O Inglês é a língua mais falada no mundo, sendo o idioma oficial em 54 países, e o segunda idioma em aproximadamente 60 países, somando bilhões de falantes. Certamente esta linguagem que reserva o uso do pronome “it” aos animais deve ter contribuído muito para a perpetuação do comportamento especista que perdura no mundo até os dias de hoje, pois a língua influencia a cultura. Até hoje, tratar os animais não-humanos por “it” no idioma mais falado no mundo foi uma prática que pode ter reforçado muitos comportamentos negativos com relação a eles, comportamentos estes em que eles foram tratados como “coisas” pelos humanos. E a mudança dessa realidade, dado o dinamismo da língua que está sob o controle de quem a utiliza, depende somente de nós.
Ajude a espalhar ao mundo a importância das palavras, para que a substituição de “it” por “he” ou “she” se torne a norma. Nenhum animal não-humano deve ser mais tratado por “it”.

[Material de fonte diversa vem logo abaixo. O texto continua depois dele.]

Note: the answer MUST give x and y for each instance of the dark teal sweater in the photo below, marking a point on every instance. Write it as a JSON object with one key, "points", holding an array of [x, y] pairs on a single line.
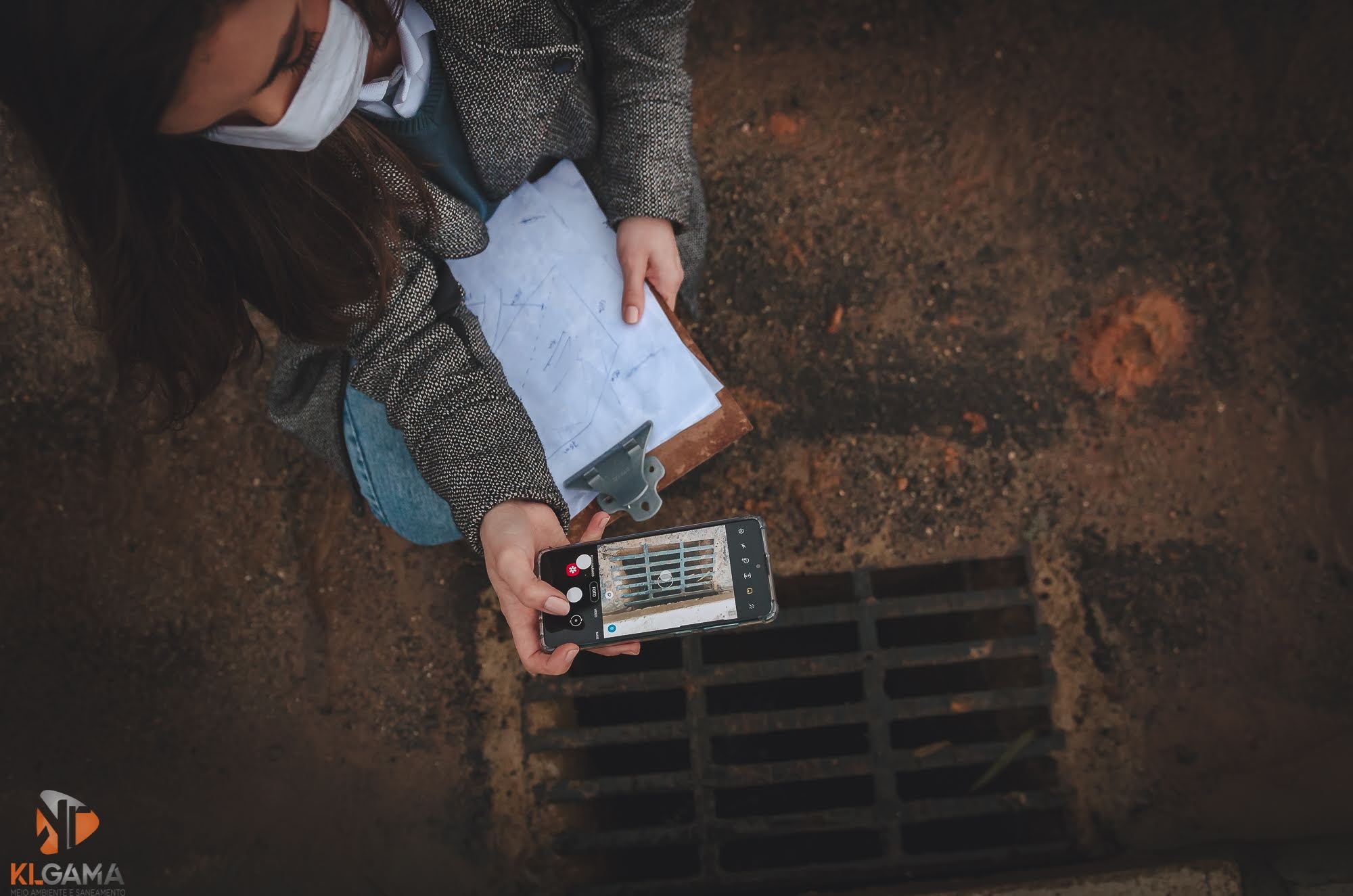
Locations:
{"points": [[432, 139]]}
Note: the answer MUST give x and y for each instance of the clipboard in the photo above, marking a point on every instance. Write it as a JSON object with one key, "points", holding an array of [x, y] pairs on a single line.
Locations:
{"points": [[697, 443]]}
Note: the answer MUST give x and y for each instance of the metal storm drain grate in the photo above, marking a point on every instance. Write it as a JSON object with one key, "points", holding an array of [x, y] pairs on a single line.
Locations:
{"points": [[894, 724]]}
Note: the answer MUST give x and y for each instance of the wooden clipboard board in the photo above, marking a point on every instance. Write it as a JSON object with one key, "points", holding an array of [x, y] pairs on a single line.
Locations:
{"points": [[696, 444]]}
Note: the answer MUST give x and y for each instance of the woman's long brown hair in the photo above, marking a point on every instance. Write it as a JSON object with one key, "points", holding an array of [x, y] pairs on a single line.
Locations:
{"points": [[179, 233]]}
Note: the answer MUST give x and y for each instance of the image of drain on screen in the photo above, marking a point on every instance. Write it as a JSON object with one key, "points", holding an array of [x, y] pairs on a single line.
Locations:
{"points": [[666, 581]]}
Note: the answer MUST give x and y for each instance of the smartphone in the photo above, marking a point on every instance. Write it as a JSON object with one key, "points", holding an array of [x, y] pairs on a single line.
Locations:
{"points": [[692, 578]]}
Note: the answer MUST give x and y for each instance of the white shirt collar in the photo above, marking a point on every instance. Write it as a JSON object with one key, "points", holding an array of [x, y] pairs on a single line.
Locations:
{"points": [[412, 75]]}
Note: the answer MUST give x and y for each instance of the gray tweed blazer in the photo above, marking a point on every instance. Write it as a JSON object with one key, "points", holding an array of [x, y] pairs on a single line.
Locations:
{"points": [[600, 82]]}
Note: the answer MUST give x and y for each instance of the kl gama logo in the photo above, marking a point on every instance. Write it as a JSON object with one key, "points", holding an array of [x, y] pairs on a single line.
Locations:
{"points": [[64, 823]]}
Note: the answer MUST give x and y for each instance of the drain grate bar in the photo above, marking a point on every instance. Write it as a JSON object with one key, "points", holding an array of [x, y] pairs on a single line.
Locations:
{"points": [[841, 745], [854, 873]]}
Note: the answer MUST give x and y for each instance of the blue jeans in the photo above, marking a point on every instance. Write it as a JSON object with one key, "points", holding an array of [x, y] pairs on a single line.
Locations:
{"points": [[390, 482]]}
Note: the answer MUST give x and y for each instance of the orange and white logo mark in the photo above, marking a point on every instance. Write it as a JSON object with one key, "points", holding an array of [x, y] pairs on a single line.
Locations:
{"points": [[63, 822]]}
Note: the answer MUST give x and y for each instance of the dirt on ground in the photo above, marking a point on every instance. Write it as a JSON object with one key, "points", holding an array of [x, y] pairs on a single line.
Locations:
{"points": [[1070, 278]]}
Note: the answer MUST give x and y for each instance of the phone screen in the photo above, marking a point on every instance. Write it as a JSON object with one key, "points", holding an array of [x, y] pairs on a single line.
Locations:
{"points": [[660, 582]]}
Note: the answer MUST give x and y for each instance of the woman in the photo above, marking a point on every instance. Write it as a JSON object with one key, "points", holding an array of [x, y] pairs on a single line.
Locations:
{"points": [[319, 160]]}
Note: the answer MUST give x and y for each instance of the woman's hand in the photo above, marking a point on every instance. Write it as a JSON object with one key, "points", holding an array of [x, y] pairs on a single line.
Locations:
{"points": [[513, 534], [647, 251]]}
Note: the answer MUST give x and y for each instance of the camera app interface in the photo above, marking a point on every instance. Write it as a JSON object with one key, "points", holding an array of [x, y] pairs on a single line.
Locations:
{"points": [[661, 582]]}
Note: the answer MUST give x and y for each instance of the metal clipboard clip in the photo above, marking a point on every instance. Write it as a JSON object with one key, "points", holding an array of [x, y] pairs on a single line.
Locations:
{"points": [[626, 477]]}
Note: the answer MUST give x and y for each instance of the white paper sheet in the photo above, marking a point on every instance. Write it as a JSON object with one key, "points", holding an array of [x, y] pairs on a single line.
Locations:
{"points": [[547, 294]]}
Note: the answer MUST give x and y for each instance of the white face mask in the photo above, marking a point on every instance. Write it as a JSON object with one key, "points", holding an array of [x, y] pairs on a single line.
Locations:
{"points": [[328, 91]]}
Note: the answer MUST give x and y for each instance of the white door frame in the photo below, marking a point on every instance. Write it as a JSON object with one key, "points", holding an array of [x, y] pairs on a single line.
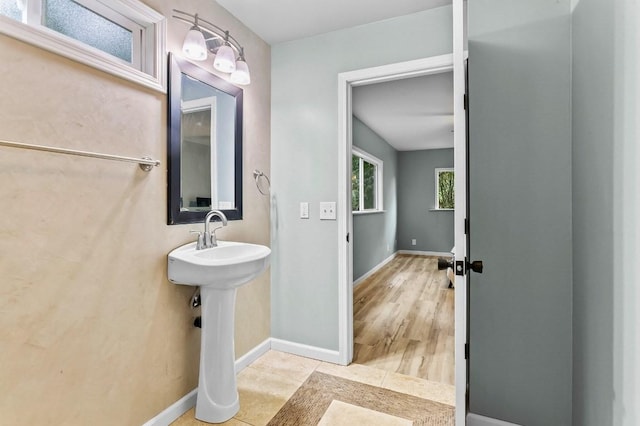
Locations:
{"points": [[346, 81]]}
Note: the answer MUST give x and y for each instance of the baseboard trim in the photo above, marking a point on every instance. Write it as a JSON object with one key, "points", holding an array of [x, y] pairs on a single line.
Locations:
{"points": [[252, 355], [427, 253], [184, 404], [374, 270], [478, 420], [175, 410], [306, 351]]}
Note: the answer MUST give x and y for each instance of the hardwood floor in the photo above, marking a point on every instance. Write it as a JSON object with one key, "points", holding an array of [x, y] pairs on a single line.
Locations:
{"points": [[404, 320]]}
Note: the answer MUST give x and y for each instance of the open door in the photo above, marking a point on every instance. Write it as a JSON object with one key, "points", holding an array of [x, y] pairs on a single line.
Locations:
{"points": [[460, 165]]}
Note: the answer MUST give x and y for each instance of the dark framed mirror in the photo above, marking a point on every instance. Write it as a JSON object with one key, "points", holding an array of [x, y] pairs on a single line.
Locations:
{"points": [[204, 144]]}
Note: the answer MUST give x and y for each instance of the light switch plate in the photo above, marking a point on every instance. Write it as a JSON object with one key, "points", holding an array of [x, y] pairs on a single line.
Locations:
{"points": [[304, 210], [328, 210]]}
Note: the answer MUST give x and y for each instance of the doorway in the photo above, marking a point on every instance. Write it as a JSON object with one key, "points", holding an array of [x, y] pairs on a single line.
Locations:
{"points": [[403, 211], [346, 83]]}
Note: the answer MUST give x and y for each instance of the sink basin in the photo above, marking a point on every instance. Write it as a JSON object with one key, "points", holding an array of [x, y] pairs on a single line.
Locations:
{"points": [[219, 271], [228, 265]]}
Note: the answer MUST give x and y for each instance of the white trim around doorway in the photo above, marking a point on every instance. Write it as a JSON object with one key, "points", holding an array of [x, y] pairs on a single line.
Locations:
{"points": [[346, 81]]}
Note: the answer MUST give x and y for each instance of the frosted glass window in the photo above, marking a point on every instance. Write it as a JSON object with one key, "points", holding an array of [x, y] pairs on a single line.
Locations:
{"points": [[125, 38], [12, 9], [76, 21]]}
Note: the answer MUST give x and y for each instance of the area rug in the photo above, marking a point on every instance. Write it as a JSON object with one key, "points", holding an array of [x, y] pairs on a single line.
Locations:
{"points": [[309, 403]]}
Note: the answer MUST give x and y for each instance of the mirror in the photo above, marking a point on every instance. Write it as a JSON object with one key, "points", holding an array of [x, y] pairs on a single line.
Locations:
{"points": [[205, 144]]}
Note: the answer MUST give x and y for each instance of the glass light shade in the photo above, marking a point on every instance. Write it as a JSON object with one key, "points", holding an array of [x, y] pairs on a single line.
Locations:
{"points": [[194, 46], [241, 74], [225, 60]]}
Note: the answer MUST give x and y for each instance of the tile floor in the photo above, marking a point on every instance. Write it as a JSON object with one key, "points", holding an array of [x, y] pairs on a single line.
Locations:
{"points": [[267, 384]]}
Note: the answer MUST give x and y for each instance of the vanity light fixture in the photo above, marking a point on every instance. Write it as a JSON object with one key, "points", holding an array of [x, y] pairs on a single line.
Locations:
{"points": [[205, 37]]}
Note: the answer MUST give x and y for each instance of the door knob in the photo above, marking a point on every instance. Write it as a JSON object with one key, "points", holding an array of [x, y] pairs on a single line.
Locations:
{"points": [[463, 266], [444, 264], [476, 266]]}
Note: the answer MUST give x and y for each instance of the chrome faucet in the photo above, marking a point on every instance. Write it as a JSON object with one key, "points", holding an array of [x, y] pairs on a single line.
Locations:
{"points": [[209, 239]]}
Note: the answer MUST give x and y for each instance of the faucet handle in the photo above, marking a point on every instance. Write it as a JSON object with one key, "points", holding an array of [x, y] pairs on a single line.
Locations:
{"points": [[200, 242]]}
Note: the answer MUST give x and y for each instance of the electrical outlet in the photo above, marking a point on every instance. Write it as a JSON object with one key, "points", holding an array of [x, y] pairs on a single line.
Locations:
{"points": [[304, 210], [327, 210]]}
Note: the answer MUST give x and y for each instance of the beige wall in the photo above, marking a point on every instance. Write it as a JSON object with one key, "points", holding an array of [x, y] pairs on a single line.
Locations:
{"points": [[91, 331]]}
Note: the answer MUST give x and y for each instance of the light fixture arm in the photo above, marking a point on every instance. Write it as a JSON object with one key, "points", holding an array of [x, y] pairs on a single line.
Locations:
{"points": [[210, 30]]}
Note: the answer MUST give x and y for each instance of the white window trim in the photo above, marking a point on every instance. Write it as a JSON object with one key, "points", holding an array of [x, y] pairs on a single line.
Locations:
{"points": [[60, 44], [437, 201], [379, 180]]}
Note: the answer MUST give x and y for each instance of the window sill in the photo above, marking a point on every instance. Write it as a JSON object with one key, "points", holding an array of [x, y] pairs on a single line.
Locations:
{"points": [[59, 44], [368, 212]]}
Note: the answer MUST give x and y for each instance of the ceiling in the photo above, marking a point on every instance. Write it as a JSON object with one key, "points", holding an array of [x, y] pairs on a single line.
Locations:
{"points": [[410, 114], [277, 21]]}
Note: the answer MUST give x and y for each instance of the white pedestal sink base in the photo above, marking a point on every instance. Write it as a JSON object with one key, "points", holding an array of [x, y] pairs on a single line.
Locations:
{"points": [[217, 399]]}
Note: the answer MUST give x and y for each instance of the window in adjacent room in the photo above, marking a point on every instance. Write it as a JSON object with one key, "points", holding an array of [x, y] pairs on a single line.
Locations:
{"points": [[445, 189], [121, 37], [366, 182]]}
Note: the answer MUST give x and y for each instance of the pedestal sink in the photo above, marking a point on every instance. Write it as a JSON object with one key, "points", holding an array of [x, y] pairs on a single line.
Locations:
{"points": [[219, 271]]}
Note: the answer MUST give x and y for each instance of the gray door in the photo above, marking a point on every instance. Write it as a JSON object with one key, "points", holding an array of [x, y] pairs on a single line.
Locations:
{"points": [[520, 211]]}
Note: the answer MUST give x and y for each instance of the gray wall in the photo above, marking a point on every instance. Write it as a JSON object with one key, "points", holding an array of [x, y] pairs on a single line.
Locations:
{"points": [[304, 130], [374, 234], [520, 201], [433, 230], [606, 342]]}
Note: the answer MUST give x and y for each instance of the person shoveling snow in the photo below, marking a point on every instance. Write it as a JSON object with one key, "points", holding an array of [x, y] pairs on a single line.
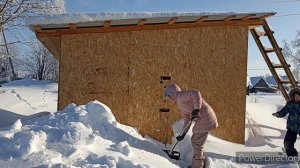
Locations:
{"points": [[193, 107]]}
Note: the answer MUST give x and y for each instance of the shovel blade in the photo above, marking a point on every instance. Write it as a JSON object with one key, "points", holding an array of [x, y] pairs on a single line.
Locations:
{"points": [[173, 155]]}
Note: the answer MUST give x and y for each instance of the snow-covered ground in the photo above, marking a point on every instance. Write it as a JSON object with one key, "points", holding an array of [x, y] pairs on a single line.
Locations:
{"points": [[33, 134]]}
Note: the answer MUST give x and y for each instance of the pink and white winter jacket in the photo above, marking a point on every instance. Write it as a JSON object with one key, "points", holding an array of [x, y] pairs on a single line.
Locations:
{"points": [[189, 100]]}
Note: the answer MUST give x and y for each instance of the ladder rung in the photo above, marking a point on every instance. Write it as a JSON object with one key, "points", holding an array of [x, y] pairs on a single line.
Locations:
{"points": [[268, 50], [277, 66]]}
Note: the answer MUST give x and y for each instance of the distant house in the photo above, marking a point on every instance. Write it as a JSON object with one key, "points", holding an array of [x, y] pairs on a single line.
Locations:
{"points": [[259, 84], [272, 83]]}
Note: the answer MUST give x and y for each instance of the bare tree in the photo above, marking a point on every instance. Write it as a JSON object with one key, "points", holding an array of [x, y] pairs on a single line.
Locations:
{"points": [[39, 63], [291, 52], [13, 12]]}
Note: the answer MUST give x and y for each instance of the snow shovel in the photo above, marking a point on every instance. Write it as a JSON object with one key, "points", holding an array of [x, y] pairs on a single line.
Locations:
{"points": [[175, 154]]}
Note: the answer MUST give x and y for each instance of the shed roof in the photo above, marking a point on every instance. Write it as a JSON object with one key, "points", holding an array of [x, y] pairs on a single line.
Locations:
{"points": [[138, 21], [49, 29]]}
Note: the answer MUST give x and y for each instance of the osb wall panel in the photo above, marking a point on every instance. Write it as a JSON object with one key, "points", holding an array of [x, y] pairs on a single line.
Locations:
{"points": [[122, 70], [92, 69]]}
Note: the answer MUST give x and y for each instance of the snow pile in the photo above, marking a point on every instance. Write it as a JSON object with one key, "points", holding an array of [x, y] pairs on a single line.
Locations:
{"points": [[81, 136]]}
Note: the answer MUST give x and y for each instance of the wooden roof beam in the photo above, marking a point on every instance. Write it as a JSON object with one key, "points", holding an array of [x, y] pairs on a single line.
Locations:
{"points": [[228, 18], [37, 28], [72, 26], [58, 32], [201, 19], [107, 23], [172, 20], [141, 22], [267, 15], [247, 17]]}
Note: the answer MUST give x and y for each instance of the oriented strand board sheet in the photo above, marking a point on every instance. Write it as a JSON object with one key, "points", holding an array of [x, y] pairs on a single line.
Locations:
{"points": [[123, 69]]}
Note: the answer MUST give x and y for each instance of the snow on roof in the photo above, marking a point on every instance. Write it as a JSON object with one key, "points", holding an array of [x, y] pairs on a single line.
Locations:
{"points": [[255, 79], [132, 18]]}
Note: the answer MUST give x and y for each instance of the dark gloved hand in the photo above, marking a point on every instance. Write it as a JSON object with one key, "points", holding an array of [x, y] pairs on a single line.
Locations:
{"points": [[195, 113], [180, 137], [275, 114]]}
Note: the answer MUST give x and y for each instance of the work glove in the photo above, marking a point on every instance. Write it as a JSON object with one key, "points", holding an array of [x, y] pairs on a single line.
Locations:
{"points": [[275, 114], [195, 113], [180, 137]]}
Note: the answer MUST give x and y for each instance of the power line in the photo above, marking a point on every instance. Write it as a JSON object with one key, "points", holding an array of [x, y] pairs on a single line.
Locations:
{"points": [[291, 14]]}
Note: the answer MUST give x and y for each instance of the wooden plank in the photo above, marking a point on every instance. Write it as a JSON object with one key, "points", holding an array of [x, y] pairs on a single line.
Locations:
{"points": [[228, 18], [173, 20], [107, 24], [37, 28], [72, 26], [141, 22], [59, 32], [201, 19], [267, 15], [247, 17]]}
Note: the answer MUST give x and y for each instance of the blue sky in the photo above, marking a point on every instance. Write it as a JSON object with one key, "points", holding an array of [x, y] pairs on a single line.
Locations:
{"points": [[285, 23]]}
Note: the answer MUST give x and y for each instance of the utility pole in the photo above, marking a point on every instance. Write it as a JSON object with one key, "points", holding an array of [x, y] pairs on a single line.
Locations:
{"points": [[8, 55]]}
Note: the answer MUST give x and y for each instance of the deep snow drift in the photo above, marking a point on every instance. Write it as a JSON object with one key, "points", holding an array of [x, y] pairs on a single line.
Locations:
{"points": [[89, 136]]}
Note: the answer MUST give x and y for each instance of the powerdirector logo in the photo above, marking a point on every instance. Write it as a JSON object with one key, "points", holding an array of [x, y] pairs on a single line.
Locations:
{"points": [[264, 158]]}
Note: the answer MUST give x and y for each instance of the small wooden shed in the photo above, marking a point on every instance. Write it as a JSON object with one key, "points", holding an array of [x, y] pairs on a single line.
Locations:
{"points": [[120, 59]]}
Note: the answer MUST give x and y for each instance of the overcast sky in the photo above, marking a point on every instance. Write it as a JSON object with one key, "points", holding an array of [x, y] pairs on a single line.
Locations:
{"points": [[285, 23]]}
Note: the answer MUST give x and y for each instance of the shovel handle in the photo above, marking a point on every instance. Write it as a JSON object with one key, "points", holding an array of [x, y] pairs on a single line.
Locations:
{"points": [[185, 130]]}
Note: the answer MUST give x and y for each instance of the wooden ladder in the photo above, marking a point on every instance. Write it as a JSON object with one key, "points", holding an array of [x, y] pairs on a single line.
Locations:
{"points": [[275, 48]]}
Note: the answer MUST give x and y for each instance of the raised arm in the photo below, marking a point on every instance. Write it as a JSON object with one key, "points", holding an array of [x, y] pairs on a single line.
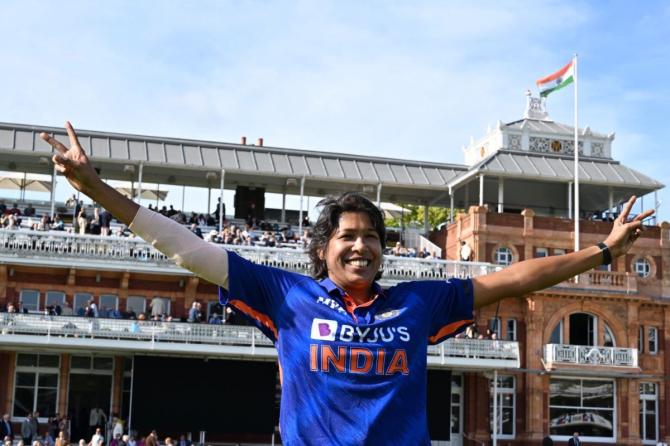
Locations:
{"points": [[536, 274], [172, 239]]}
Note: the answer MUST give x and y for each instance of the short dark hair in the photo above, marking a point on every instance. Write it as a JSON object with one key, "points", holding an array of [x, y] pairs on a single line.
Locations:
{"points": [[329, 220]]}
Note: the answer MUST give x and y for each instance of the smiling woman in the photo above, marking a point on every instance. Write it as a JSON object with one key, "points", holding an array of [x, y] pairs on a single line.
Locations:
{"points": [[353, 355]]}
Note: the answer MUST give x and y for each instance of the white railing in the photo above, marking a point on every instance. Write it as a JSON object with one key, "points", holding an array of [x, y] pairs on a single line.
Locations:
{"points": [[175, 334], [55, 245], [476, 349], [121, 329], [590, 355]]}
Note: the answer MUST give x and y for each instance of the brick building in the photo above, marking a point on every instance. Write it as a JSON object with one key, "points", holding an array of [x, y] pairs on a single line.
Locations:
{"points": [[587, 355]]}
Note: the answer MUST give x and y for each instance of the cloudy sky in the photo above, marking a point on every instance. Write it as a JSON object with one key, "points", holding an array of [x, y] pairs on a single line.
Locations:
{"points": [[405, 79]]}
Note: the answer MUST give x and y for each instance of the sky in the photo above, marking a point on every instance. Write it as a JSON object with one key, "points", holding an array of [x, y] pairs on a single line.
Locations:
{"points": [[402, 79]]}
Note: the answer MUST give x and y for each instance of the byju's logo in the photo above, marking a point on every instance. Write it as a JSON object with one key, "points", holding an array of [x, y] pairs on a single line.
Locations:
{"points": [[324, 329]]}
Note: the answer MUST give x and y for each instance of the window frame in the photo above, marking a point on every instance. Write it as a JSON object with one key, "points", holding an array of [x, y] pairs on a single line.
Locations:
{"points": [[613, 438], [508, 256], [22, 300], [514, 326], [36, 370], [652, 340], [501, 392], [643, 420]]}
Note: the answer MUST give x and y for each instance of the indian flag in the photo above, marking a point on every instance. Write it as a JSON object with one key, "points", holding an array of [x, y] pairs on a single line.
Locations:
{"points": [[563, 77]]}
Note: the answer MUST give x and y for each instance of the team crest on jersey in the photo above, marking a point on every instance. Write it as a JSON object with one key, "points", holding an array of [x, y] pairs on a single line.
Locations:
{"points": [[324, 329], [388, 315]]}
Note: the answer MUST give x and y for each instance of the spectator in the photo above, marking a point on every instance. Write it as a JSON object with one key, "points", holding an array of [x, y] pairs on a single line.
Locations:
{"points": [[15, 210], [214, 319], [28, 430], [94, 224], [98, 439], [58, 224], [29, 211], [196, 229], [6, 428], [82, 221], [194, 312]]}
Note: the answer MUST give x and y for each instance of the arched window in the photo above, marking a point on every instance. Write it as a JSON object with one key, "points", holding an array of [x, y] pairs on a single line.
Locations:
{"points": [[609, 340], [503, 256], [642, 267]]}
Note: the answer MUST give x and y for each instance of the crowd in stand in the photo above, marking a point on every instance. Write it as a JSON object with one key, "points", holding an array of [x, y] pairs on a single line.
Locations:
{"points": [[57, 432], [99, 222], [158, 311]]}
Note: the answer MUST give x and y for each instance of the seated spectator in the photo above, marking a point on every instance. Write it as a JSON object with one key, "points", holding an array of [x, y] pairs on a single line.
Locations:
{"points": [[196, 229], [44, 224], [67, 309], [105, 222], [214, 319], [29, 211], [15, 210], [58, 224]]}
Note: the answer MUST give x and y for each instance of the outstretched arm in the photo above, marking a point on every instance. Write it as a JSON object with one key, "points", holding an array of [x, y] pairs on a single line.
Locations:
{"points": [[536, 274], [169, 237]]}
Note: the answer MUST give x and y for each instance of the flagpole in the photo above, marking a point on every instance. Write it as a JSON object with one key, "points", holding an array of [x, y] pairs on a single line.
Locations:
{"points": [[576, 200]]}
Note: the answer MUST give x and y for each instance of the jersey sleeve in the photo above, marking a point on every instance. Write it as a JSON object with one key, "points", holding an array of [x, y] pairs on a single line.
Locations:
{"points": [[452, 305], [257, 291]]}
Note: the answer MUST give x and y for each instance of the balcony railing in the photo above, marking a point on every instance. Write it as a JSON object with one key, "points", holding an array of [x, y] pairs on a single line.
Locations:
{"points": [[52, 247], [120, 336], [616, 281], [584, 355]]}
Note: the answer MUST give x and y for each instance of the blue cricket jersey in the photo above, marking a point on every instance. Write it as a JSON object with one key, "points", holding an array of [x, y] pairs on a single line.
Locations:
{"points": [[351, 375]]}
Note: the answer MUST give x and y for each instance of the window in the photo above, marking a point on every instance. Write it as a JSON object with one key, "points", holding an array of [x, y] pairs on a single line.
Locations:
{"points": [[503, 256], [80, 301], [505, 401], [609, 337], [510, 334], [54, 298], [541, 252], [109, 302], [557, 334], [642, 267], [582, 405], [36, 384], [137, 304], [648, 413], [495, 327], [30, 300], [652, 340]]}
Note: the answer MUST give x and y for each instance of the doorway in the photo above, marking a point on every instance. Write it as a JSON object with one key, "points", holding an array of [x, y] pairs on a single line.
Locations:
{"points": [[87, 391]]}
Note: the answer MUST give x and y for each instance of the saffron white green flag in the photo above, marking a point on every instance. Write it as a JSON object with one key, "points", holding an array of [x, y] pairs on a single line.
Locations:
{"points": [[563, 77]]}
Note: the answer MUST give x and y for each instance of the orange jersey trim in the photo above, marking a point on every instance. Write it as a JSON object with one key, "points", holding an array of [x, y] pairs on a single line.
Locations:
{"points": [[449, 329], [264, 319]]}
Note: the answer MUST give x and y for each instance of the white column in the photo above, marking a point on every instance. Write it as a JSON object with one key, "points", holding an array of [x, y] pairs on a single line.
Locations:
{"points": [[221, 214], [569, 199], [495, 408], [501, 194], [302, 194], [53, 192], [481, 190], [283, 206], [139, 183], [610, 202], [379, 195]]}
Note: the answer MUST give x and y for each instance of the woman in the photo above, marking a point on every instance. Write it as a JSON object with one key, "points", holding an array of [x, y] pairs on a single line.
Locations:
{"points": [[353, 355]]}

Petição: http://www.thepetitionsite.com/247/662/079/stop-calling-animals-it
Tradução da carta enviada pelo PETA a Norm Goldstein, editor-chefe da Associated Press em 26 de Abril de 2007:
” Prezado Sr. Goldstein:
Em nome dos mais de 1,6 milhões de membros e apoiadores do PETA em todo o mundo, estou escrevendo para pedir que o Sr. revise o Manual de Redação e Estilo do The Associated Press, de modo que suas regras gramaticais reflitam o fato de que os animais são seres vivos e não objetos inanimados. Em artigos de revistas, literatura popular, e campanhas publicitárias, redatores já estão usando ‘ele’, ‘ela’ e ‘quem’ para se referir aos animais não-humanos, ao invés do ultrapassado e inadequado ‘it’ e ‘isto’. O Sr. não considera fazer também esta transição?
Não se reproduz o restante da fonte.